After we saw the sunrise, we packed up and left the hotel, and had the same bouncy jeep ride out of the desert. Today though we could see where we were going, and the jeep ride was a lot more fun. Our task for the day was to head to Warzazat, the Hollywood of Morocco for a night, before making the trek back to Casablanca the next for the flight home. In Warzazat it was a pretty relaxing night, nothing much to report on there. The next morning was our final full day in Morocco, and the only task for the day was to make it to Casablanca, which was a four-five hour drive. About two hours into it the brakes on our bus overheated while we were stopped at a rest stop. We had to wait several hours for a new bus to come. We were stuck on the side of the road overlooking mountains, and fields and beautiful scenery, but we were still stuck there for about two and half hours. We ended up arriving in Casablanca about two hour later than scheduled, and we were supposed to have a dinner with Jewish youth there, but seeing as how we arrived after ten o'clock they were all asleep. We had a quick dinner, then made our way back to the hotel for a brief night's sleep before boarding a late (TurkishAir is always late) plane which stopped in Istanbul en route to Israel.
Overall Morocco was absolutely incredible and wonderful and amazing.
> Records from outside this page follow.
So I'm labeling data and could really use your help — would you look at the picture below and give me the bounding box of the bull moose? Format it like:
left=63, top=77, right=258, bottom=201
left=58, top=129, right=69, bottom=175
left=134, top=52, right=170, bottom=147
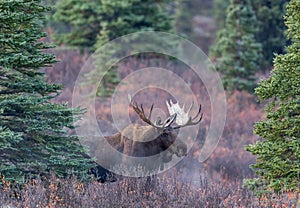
left=91, top=96, right=203, bottom=180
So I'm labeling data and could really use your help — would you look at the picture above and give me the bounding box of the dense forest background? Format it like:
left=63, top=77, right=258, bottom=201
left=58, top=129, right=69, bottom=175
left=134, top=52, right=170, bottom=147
left=0, top=0, right=299, bottom=207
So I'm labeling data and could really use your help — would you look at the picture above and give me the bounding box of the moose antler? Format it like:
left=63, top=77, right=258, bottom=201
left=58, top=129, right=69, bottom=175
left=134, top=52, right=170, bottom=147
left=128, top=94, right=177, bottom=129
left=166, top=100, right=202, bottom=129
left=128, top=94, right=154, bottom=126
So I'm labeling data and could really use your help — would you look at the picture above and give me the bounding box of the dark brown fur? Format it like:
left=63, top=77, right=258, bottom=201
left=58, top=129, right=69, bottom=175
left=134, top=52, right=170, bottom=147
left=106, top=124, right=187, bottom=159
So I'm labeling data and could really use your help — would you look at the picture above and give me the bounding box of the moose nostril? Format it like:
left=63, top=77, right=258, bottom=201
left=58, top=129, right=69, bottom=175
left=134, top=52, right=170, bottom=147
left=177, top=148, right=187, bottom=157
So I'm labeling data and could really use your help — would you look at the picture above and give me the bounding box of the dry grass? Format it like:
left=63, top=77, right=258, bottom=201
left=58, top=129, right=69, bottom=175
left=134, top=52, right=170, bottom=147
left=1, top=172, right=299, bottom=208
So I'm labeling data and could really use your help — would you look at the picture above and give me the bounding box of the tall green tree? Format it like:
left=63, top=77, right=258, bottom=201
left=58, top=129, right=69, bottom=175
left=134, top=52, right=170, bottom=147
left=213, top=0, right=288, bottom=70
left=0, top=0, right=93, bottom=183
left=210, top=0, right=262, bottom=92
left=93, top=0, right=173, bottom=96
left=53, top=0, right=101, bottom=49
left=54, top=0, right=172, bottom=51
left=54, top=0, right=173, bottom=96
left=95, top=0, right=172, bottom=46
left=252, top=0, right=288, bottom=69
left=245, top=0, right=300, bottom=195
left=213, top=0, right=230, bottom=29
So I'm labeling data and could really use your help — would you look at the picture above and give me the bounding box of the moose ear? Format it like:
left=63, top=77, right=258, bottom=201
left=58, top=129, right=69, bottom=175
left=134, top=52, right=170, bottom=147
left=162, top=113, right=177, bottom=128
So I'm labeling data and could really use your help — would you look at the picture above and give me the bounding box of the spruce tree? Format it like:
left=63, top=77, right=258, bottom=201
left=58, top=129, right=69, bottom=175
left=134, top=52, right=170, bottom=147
left=54, top=0, right=173, bottom=96
left=0, top=0, right=93, bottom=183
left=92, top=0, right=173, bottom=96
left=245, top=0, right=300, bottom=195
left=53, top=0, right=101, bottom=49
left=95, top=0, right=172, bottom=45
left=210, top=0, right=262, bottom=92
left=213, top=0, right=287, bottom=71
left=213, top=0, right=230, bottom=29
left=54, top=0, right=172, bottom=51
left=252, top=0, right=288, bottom=69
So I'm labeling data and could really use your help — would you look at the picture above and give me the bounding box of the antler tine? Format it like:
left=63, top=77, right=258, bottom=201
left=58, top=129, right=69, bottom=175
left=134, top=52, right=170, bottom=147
left=140, top=104, right=145, bottom=114
left=192, top=104, right=202, bottom=120
left=128, top=95, right=157, bottom=126
left=187, top=101, right=194, bottom=115
left=140, top=103, right=153, bottom=122
left=149, top=104, right=154, bottom=120
left=192, top=109, right=203, bottom=124
left=173, top=103, right=203, bottom=129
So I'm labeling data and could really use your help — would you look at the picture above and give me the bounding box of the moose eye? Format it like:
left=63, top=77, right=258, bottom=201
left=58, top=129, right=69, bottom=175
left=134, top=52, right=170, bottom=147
left=162, top=126, right=172, bottom=133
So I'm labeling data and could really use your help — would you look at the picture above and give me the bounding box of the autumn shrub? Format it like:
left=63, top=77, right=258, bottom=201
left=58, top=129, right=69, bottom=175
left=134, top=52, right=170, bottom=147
left=1, top=172, right=298, bottom=207
left=205, top=91, right=264, bottom=181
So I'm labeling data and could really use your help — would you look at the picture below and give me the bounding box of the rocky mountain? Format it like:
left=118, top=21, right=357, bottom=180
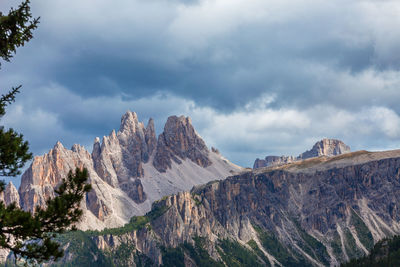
left=254, top=138, right=351, bottom=169
left=39, top=148, right=400, bottom=266
left=17, top=111, right=242, bottom=230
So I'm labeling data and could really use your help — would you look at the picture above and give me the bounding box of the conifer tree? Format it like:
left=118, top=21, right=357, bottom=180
left=0, top=1, right=91, bottom=265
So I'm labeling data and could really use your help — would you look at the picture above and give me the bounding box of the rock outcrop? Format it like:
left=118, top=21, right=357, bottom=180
left=253, top=155, right=296, bottom=169
left=299, top=138, right=351, bottom=159
left=18, top=111, right=242, bottom=230
left=253, top=138, right=351, bottom=169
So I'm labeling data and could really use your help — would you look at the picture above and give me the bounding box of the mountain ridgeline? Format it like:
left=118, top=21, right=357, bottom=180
left=40, top=149, right=400, bottom=266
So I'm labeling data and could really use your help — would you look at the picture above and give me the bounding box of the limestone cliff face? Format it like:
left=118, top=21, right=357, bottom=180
left=153, top=116, right=211, bottom=173
left=254, top=138, right=351, bottom=169
left=299, top=138, right=351, bottom=159
left=18, top=111, right=242, bottom=230
left=68, top=150, right=400, bottom=266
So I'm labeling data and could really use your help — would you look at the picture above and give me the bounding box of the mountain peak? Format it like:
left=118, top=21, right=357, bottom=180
left=254, top=138, right=351, bottom=169
left=299, top=138, right=350, bottom=159
left=53, top=141, right=64, bottom=150
left=153, top=115, right=211, bottom=172
left=164, top=115, right=191, bottom=129
left=17, top=110, right=241, bottom=231
left=119, top=111, right=140, bottom=134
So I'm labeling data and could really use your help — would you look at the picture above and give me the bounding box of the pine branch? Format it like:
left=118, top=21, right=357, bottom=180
left=0, top=0, right=40, bottom=67
left=0, top=127, right=32, bottom=177
left=0, top=168, right=91, bottom=265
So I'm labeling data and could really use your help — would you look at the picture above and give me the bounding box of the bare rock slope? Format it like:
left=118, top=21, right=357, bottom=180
left=254, top=138, right=351, bottom=169
left=18, top=112, right=242, bottom=230
left=54, top=149, right=400, bottom=266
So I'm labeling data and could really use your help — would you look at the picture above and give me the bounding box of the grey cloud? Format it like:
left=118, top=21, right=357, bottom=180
left=1, top=0, right=400, bottom=176
left=2, top=0, right=400, bottom=114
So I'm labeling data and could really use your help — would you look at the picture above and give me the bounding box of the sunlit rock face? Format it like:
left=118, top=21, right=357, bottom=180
left=299, top=138, right=351, bottom=159
left=19, top=142, right=91, bottom=213
left=18, top=111, right=242, bottom=230
left=153, top=115, right=212, bottom=173
left=254, top=138, right=351, bottom=169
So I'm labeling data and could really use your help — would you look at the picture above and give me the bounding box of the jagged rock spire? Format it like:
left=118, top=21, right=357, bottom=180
left=153, top=115, right=211, bottom=172
left=119, top=111, right=140, bottom=135
left=18, top=111, right=241, bottom=230
left=145, top=118, right=156, bottom=155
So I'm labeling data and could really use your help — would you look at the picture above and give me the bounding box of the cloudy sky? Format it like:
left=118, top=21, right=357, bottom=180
left=1, top=0, right=400, bottom=179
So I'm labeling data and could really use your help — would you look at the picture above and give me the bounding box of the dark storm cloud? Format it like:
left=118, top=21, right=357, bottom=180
left=18, top=0, right=398, bottom=112
left=3, top=0, right=400, bottom=112
left=1, top=0, right=400, bottom=171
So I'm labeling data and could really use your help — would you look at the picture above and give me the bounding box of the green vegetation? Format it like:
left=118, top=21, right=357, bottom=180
left=160, top=246, right=185, bottom=267
left=247, top=239, right=271, bottom=266
left=191, top=193, right=202, bottom=206
left=344, top=228, right=365, bottom=259
left=52, top=231, right=113, bottom=267
left=331, top=230, right=343, bottom=258
left=89, top=203, right=169, bottom=236
left=253, top=224, right=307, bottom=266
left=0, top=168, right=91, bottom=265
left=52, top=230, right=155, bottom=267
left=134, top=251, right=154, bottom=267
left=47, top=203, right=169, bottom=266
left=146, top=202, right=170, bottom=221
left=107, top=242, right=136, bottom=267
left=160, top=236, right=269, bottom=267
left=183, top=236, right=224, bottom=267
left=96, top=215, right=150, bottom=236
left=293, top=220, right=330, bottom=265
left=160, top=236, right=224, bottom=267
left=350, top=209, right=374, bottom=250
left=217, top=239, right=264, bottom=267
left=341, top=235, right=400, bottom=267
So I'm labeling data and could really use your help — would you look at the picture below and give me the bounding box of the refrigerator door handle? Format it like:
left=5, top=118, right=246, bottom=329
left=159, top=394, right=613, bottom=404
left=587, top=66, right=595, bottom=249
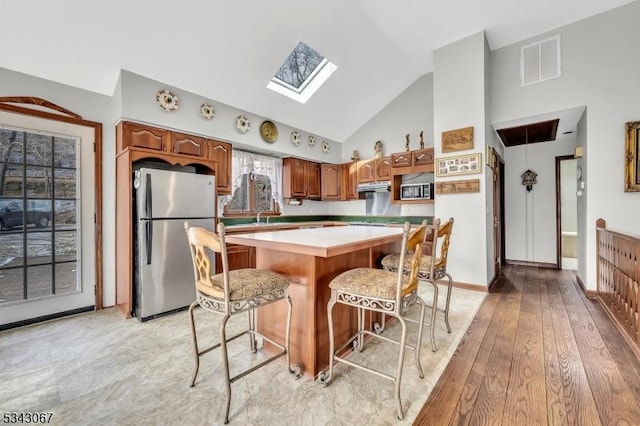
left=145, top=219, right=153, bottom=265
left=145, top=172, right=153, bottom=265
left=145, top=173, right=152, bottom=219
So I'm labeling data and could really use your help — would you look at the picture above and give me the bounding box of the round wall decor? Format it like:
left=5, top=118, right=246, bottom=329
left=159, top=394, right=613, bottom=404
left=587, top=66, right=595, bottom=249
left=308, top=135, right=316, bottom=147
left=290, top=131, right=301, bottom=146
left=260, top=120, right=278, bottom=143
left=321, top=140, right=330, bottom=153
left=235, top=115, right=251, bottom=134
left=156, top=89, right=179, bottom=112
left=200, top=103, right=215, bottom=120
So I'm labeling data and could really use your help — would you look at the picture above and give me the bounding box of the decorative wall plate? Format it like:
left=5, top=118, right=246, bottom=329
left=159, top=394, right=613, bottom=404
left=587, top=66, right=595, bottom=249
left=321, top=140, right=330, bottom=153
left=260, top=120, right=278, bottom=143
left=200, top=103, right=215, bottom=120
left=235, top=115, right=251, bottom=134
left=308, top=135, right=316, bottom=147
left=156, top=89, right=179, bottom=111
left=290, top=131, right=301, bottom=146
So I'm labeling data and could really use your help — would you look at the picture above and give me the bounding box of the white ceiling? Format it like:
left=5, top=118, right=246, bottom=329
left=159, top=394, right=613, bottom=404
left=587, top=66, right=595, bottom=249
left=0, top=0, right=634, bottom=142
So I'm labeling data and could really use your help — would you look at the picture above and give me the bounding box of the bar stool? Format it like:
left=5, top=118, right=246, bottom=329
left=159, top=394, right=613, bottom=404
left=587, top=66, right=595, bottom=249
left=184, top=222, right=301, bottom=424
left=319, top=220, right=430, bottom=420
left=379, top=217, right=454, bottom=352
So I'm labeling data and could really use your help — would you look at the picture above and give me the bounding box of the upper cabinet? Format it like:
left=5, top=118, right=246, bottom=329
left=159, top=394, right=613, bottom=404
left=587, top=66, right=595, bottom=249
left=358, top=157, right=391, bottom=183
left=171, top=132, right=207, bottom=158
left=321, top=164, right=342, bottom=200
left=375, top=157, right=392, bottom=181
left=390, top=147, right=435, bottom=204
left=116, top=121, right=232, bottom=195
left=283, top=158, right=321, bottom=200
left=208, top=140, right=232, bottom=195
left=391, top=147, right=434, bottom=174
left=357, top=159, right=375, bottom=184
left=120, top=122, right=170, bottom=152
left=343, top=161, right=358, bottom=200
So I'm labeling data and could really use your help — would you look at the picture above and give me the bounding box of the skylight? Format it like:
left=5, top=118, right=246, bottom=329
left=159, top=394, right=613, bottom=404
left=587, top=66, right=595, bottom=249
left=267, top=42, right=337, bottom=104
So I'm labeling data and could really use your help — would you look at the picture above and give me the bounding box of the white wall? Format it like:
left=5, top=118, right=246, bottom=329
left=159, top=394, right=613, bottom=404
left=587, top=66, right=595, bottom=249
left=119, top=71, right=343, bottom=164
left=434, top=31, right=490, bottom=287
left=504, top=136, right=577, bottom=264
left=342, top=73, right=434, bottom=162
left=491, top=0, right=640, bottom=289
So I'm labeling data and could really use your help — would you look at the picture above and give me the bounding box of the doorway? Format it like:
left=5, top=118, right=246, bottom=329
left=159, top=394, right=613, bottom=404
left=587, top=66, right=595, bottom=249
left=555, top=155, right=578, bottom=270
left=0, top=98, right=102, bottom=329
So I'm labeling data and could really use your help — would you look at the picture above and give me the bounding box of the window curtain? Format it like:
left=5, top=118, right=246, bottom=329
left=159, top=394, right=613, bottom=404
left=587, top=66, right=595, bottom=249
left=222, top=150, right=283, bottom=208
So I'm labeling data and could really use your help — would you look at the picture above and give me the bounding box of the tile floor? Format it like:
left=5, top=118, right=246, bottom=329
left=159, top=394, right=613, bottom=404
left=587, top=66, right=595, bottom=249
left=0, top=284, right=486, bottom=425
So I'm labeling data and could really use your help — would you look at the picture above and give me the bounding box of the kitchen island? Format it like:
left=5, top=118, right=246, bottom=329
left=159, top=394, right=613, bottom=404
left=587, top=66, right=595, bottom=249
left=225, top=225, right=404, bottom=378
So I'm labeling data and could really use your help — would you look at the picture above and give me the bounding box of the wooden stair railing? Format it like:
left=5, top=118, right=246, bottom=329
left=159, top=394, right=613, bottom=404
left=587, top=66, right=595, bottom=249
left=596, top=218, right=640, bottom=358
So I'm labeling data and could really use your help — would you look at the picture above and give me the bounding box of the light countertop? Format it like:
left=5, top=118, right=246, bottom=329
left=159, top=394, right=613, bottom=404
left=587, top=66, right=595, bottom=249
left=225, top=225, right=405, bottom=258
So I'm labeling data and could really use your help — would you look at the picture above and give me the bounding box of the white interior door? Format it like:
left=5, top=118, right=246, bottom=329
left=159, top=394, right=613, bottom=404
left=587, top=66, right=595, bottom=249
left=0, top=111, right=95, bottom=327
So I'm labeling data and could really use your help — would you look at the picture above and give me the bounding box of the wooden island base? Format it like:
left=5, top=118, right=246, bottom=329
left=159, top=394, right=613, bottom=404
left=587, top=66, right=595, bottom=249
left=254, top=242, right=400, bottom=378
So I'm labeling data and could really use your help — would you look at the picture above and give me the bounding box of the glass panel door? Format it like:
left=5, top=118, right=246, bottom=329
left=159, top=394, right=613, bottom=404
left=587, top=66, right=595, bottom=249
left=0, top=120, right=93, bottom=326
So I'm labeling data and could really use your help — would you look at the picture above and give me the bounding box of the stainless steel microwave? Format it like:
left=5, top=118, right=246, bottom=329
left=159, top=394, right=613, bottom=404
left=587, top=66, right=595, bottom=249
left=400, top=183, right=434, bottom=200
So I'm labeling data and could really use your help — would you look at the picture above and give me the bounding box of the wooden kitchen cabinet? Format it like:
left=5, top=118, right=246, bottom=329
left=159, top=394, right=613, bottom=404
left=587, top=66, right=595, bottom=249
left=343, top=161, right=358, bottom=200
left=283, top=157, right=321, bottom=200
left=357, top=157, right=390, bottom=184
left=208, top=140, right=232, bottom=195
left=375, top=156, right=392, bottom=181
left=412, top=148, right=434, bottom=167
left=307, top=161, right=321, bottom=200
left=391, top=151, right=411, bottom=168
left=216, top=243, right=255, bottom=271
left=171, top=131, right=207, bottom=158
left=321, top=164, right=342, bottom=200
left=119, top=122, right=170, bottom=152
left=357, top=159, right=375, bottom=183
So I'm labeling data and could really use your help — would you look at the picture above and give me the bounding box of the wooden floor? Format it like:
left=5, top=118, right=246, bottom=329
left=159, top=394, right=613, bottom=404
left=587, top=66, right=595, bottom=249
left=414, top=265, right=640, bottom=425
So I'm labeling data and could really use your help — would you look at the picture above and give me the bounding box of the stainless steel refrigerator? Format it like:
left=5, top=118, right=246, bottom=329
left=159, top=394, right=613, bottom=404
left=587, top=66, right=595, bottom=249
left=133, top=167, right=216, bottom=321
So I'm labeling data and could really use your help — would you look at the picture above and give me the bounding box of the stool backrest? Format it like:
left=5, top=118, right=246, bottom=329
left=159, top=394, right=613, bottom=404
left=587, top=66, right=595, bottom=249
left=433, top=218, right=454, bottom=272
left=396, top=220, right=429, bottom=301
left=184, top=221, right=230, bottom=302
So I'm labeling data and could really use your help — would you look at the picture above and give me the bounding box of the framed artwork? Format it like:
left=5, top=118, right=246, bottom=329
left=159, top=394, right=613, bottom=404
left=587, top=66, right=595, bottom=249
left=625, top=121, right=640, bottom=192
left=442, top=126, right=474, bottom=153
left=436, top=152, right=482, bottom=177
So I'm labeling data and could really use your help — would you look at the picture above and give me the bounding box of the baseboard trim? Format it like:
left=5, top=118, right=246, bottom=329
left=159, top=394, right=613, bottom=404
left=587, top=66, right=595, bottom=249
left=575, top=275, right=597, bottom=299
left=0, top=305, right=95, bottom=331
left=452, top=281, right=487, bottom=293
left=505, top=259, right=557, bottom=269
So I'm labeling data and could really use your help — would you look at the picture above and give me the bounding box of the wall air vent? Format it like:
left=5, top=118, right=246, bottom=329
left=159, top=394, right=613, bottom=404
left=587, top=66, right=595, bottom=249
left=521, top=35, right=562, bottom=86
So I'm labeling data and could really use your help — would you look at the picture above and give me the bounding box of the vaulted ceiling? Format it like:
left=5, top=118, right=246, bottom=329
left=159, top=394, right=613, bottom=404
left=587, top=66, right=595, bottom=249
left=0, top=0, right=634, bottom=142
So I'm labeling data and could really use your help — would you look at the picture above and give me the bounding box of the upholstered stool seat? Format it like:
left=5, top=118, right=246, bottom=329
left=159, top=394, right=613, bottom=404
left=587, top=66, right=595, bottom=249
left=199, top=269, right=290, bottom=300
left=330, top=268, right=411, bottom=299
left=378, top=218, right=455, bottom=352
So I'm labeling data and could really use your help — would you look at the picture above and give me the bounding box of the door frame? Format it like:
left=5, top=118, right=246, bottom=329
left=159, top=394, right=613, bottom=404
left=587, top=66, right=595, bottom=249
left=492, top=152, right=506, bottom=277
left=555, top=155, right=575, bottom=270
left=0, top=97, right=103, bottom=310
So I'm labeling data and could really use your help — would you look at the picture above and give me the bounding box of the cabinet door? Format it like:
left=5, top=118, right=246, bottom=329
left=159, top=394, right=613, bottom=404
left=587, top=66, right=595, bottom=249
left=413, top=148, right=434, bottom=166
left=209, top=140, right=232, bottom=195
left=123, top=122, right=169, bottom=152
left=171, top=132, right=207, bottom=158
left=321, top=164, right=341, bottom=200
left=216, top=244, right=255, bottom=271
left=357, top=159, right=375, bottom=183
left=283, top=158, right=308, bottom=198
left=391, top=152, right=411, bottom=168
left=307, top=161, right=321, bottom=200
left=375, top=157, right=391, bottom=181
left=343, top=162, right=358, bottom=200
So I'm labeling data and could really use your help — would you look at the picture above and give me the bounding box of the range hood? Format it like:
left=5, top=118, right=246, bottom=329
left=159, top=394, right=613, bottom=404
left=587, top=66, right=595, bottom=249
left=356, top=181, right=391, bottom=192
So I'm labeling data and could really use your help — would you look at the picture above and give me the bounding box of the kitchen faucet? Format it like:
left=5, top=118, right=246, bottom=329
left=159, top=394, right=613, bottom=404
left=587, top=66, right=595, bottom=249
left=256, top=210, right=263, bottom=224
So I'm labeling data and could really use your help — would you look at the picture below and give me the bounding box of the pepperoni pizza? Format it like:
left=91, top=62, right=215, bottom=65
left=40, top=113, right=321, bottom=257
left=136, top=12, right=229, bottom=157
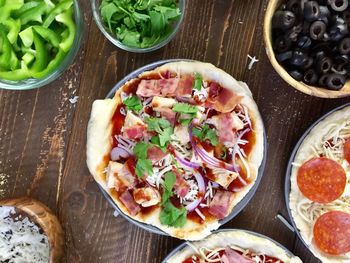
left=289, top=105, right=350, bottom=262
A Berber Village, the Sahara and the Hollywood of Morocco

The last couple days of the trip were the most crazy and involved the longest time sitting on a bus, but they were also the most incredible. From Marrakesh we made out way to a small Berber village called Tillhouette. Along the way we had been invited to attend a Hillulah in another small village. A Hillulah is a celebration that occurs on the day of the yortzeit (anniversary of the death) of a Rabbi or another important Jewish figure. Unfortunately I don't even remember the name of the Rabbi of the one we attended. I do remember the village though. It was a very small village, donkeys were everywhere. We wound our way up to the crest of this hill, on which a small Jewish club resided. The main feature of the Jewish club was the graves of these two Rabbi which had been built after a donation from a wealthy Jewish man in Marrakesh. A (now) old woman, who was there, was told in a dream that this was where the graves had to be put, and thus they were built there. After the Hillulah when we were making our way back down to the bus, I and two friends got caught in the middle of a sheep herd. We thought there were going to run into us and we were going to be doing a hot potato dance to avoid being trampled but it was like oil and water, they just moved around us giving us a wide berth of space.
The Sheep Herd
From there we traveled to this village; Tillhouette. It was a very long bus ride and then another hour or so in these rickety vans because the roads became to narrow for the bus to transverse. We arrived in this small Berber village and because of the trek it took to get there I am sure it is not a popular tourist spot. We toured a Cashbah (castle or fortress) which was honestly just a really really cool old building.
Then we sat around a fire with many of the local villagers. The Berber women performed dances and songs, and encouraged/forced all of the Kivunim females to join them. It was quite unreal, it looked like something you'd see in a movie.
Local Berber Child
Cashbah



There was this one hotel, I guess you would call it there, and that's where we all stayed. They made us a home cooked meal very similar to the one we had had the night before, soup and couscous. And then the evening was hours. There wasn't much to do in this village but oh my, the stars there were magical. There was no light pollution from anything, so just a black sky and an absolutely gorgeous array of stars. It was so amazing. I could have lied there forever, if only it wasn't so cold.
The next day we packed up early, took the vans back to the bus and settled in for the longest bus ride of the trip to the Sahara. Along the way we stopped at a gorge, which was quite striking. A small stream ran down the center, and on either side loomed these huge cliffs.
The Gorge
But it was nothing to what were going to see in the Sahara. The extensive day of travel ended with an hour Jeep ride in the desert to the hotel we were spending the night at. It was pitch black and we could not see where we were going in the slightest.